Everywhere you look, it seems we are abandoning Classical Liberalism and Age of Enlightenment thinking based as they are on human universalism, natural rights, freedom, rule of law, equality before the law, due process, empiricism, free markets, freedom of speech, etc.  

My suspicion is that we are simply going through an evolutionary cycle.  Classical Liberalism has delivered astonishing human well-being and is now being tested by the traditional reactionary forces of authoritarianism in its many forms.  Will we survive?  Sure.  But living through the moment can engender doubt.

When This Bloody War Is Over captures the pugnacious Anglo spirit, disrespectful of authority, libertarian in nature and illustrative of attributes which are perhaps among our greatest strengths.  The British Empire was unique in many ways.  Most people focus on its mere size and diversity . . . The sun never sets, etc.  True enough.

But one of the more astonishing attributes was the degree to which it simply emerged rather than was deliberately constructed, the by-product of a thousand different path dependencies.  And more startling yet was the British, especially the English, jaundice and skepticism of what they had accidentally created.  

One of the more delightful forms of this skepticism is in what they celebrated.  Sure, they had plenty of jingoism.  But, for a martial empire, they certainly had a lot of celebration of losses and failures.  Dunkirk was held out as a shining triumph.  Of a catastrophic military defeat.  Rorke's Drift celebrated in song and movie was the bare survival of one small unit after a preceding massacre at the Battle of Isandlwana during which the entire British force of 3,100 was killed.  Then there is the heralded Battle of Britain, a defensive battle for the very survival of the British nation.  There is the celebration of the glory of the sinking of the British troopship Birkenhead.  Not to forget the portrayal of the fall of Khartoum and the death of General Charles Gordon.

This spirit seems, in some unclear way, linked to the English tradition of muddling through, defined by the Oxford dictionary as 

to continue doing something without having any clear plan or purpose, or without having enough help or support

A phlegmatic pragmatism.   Books have been written, as have serious articles about The Science of "Muddling Through".  

And I wonder whether some of our despondency about the encroachments of Wokeism and Authoritarianism might not be a blindness to our own American inherited Anglo cultural trait of muddling through and celebrating reverses (Pearl Harbor, the Alamo, etc.).  We are threatened by the new authoritarians, racists, centralizers.  It is easy to look at universities and the Deep State and the failing mainsteam media and feel like all our central pillars of culture and success are being assailed.

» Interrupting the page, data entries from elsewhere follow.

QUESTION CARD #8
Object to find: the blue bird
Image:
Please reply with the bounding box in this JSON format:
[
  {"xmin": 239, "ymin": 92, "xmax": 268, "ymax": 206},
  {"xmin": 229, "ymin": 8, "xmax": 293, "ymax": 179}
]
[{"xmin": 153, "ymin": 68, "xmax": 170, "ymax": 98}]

And they are.  But perhaps we are just not enough attuned to American phlegmatic pragmatism.  For individuals, there is no point in fighting the centralizing intellectuals and their theoretical battles when you are busy working.  But . . . you get between an American and their critical beliefs - family, community, freedom, independence?  Watch out.  Rousing the sleeping giant is a tired metaphor as is poking the tiger.  

But I suspect something like that is going on.  We see the national assaults on our Classical Liberal society from the authoritarians and socialists.  It is harder to pay attention to the thousands of local school board overthrows, the rousting out of politicians who thought it a good idea to undermine the rule of law by defunding the police, the decline in college attendance as administrators strip away the value of an education.  

Authoritarian, divisive socialists are noisy and noisome.  But America, with its tradition of energetic and aspirational muddling through is not particularly conducive of these alien ideologies.  

UPDATE:  And as if right on schedule, I finish this post and exit back to work.  In passing I notice that the Senate has just (barely) approved a new federal district attorney for Massachusetts who, apparently has decided to omit prosecution of a lot of property laws.  Rule of Law and Equality before the Law are pretty fundamental tenets which are probably risky to be seen to be jettisoning by the public.